January 17, 2006 1:52 PM  
John Baez said...

David Corfield asks:

"But how about the activity Grothendieck described as "bringing new concepts out of the dark"? Is there any sign that computers could devise the notion of a scheme or a motive or a quantum group?"

There's clearly no sign of it happening now, and bringing new concepts out of the dark is the most interesting form of mathematics to me, so I feel utterly unthreatened by competition from computers at present. Right now computers are mainly just wonderful tools for doing stuff that you tell them precisely how to do... which is great when you want to do something like check an identity involving binomial coefficients, or generate data whose mysterious patterns suggest interesting conjectures.

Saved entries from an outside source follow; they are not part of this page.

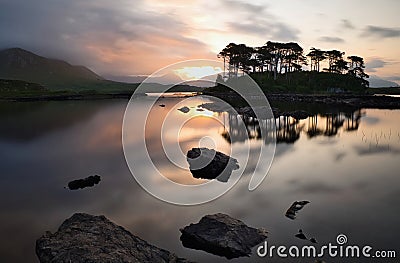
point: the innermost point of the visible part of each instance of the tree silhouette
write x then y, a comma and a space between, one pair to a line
316, 56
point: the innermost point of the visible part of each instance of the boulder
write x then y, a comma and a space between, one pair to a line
222, 235
295, 208
184, 109
95, 239
83, 183
210, 164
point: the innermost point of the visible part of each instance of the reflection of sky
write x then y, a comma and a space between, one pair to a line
350, 192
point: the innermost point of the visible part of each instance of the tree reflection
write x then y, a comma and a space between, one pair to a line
286, 129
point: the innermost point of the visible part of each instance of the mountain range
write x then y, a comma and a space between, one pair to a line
20, 64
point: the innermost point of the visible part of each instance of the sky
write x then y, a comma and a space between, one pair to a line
138, 37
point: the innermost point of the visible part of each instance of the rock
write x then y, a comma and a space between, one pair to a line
210, 164
184, 109
294, 208
222, 235
299, 115
82, 183
87, 238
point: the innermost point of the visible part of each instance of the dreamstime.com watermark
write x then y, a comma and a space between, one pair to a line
338, 250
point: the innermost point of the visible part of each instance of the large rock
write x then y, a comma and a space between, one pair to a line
210, 164
222, 235
87, 238
83, 183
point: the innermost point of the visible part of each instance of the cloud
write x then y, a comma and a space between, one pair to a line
381, 32
331, 39
394, 78
244, 6
347, 24
374, 64
257, 20
119, 38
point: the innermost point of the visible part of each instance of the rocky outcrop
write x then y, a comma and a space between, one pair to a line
210, 164
83, 183
95, 239
184, 109
222, 235
295, 208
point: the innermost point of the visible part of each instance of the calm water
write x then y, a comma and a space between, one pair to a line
346, 164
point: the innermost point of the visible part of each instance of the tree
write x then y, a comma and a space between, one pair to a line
316, 56
334, 56
357, 67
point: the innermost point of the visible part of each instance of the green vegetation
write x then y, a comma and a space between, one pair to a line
278, 68
388, 91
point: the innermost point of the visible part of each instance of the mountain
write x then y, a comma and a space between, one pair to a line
375, 82
20, 64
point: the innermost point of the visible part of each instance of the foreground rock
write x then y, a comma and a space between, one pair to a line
184, 109
222, 235
210, 164
295, 208
83, 183
87, 238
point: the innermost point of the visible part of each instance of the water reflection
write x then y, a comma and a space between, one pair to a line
351, 178
289, 129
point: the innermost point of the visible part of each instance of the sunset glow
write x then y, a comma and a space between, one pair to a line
124, 38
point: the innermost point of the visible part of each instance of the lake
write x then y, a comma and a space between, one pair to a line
344, 161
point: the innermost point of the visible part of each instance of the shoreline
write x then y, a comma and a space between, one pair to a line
346, 100
359, 101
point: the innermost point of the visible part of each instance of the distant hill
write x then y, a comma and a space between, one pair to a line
20, 64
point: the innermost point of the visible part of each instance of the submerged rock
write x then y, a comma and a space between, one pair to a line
87, 238
294, 208
184, 109
83, 183
222, 235
210, 164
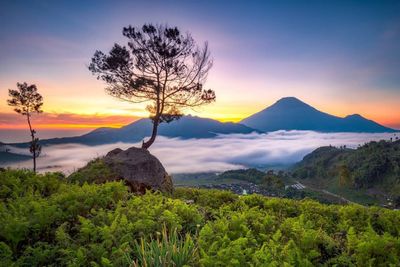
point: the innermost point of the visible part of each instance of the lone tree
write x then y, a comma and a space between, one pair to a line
26, 100
160, 66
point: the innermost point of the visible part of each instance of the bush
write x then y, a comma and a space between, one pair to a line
46, 220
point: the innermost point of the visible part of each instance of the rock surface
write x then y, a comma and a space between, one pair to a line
140, 169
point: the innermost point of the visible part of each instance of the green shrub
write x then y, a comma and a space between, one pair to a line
48, 221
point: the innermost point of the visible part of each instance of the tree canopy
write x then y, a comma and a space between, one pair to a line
159, 66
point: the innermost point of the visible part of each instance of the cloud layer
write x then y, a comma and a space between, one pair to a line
210, 155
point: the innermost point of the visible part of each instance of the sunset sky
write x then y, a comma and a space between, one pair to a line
341, 57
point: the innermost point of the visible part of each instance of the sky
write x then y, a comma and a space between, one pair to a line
225, 152
341, 57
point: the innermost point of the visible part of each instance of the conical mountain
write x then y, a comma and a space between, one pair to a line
290, 113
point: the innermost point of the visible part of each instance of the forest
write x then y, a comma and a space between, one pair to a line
51, 220
372, 168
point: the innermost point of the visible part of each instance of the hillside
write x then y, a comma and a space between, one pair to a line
289, 113
185, 128
45, 220
373, 168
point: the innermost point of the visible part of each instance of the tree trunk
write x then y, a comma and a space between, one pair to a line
149, 142
32, 142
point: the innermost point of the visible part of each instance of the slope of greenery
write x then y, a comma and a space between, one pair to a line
372, 169
48, 221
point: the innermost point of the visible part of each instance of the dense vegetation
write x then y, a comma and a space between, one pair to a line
374, 167
268, 179
45, 220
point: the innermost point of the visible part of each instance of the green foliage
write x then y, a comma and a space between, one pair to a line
248, 175
169, 249
375, 165
47, 221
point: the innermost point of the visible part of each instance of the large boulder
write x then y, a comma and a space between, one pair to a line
136, 166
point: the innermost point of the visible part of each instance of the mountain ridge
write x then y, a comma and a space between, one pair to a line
290, 113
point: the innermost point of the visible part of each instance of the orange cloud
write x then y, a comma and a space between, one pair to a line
64, 121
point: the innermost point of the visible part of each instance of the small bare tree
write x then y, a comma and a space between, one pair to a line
160, 66
26, 100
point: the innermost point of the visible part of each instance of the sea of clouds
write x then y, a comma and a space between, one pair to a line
221, 153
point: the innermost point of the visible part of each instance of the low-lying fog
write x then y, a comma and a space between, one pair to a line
209, 155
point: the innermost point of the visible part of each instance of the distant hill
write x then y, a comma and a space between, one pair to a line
290, 113
185, 128
373, 169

I don't see any a priori reason why computers couldn't eventually get good mathematics, or music, or other forms of art... and if they do, then they might get a lot better than us - for example by being faster, or being able to handle of data structures of greater complexity.

For example, I can tell that the levels of abstraction we've reached in category theory are only the tiny foothills of some very tall mountains. It's scary to imagine what we might think of if our minds didn't collapse under the strain of abstraction so easily.

But, James Dolan has pointed out - and I agree - that some of the very best mathematics arises from our limitations, especially our limited memory. Our inability to remember heaps of small facts pushes us to subsume them under big generalizations. People whose memory is too good tend not to do well in math: they get stuck in piles of detail instead of reaching for simplicity. It's possible that computer mathematicians will merely produce huge piles of boring crap unless we constantly force them to summarize and compress.

So, it will be interesting to see what happens as computers get better at math... I don't think we can predict this.

January 28, 2006 12:18 AM  
mathpoet said...

An amazing quote at the end of that post. Thank you for sharing.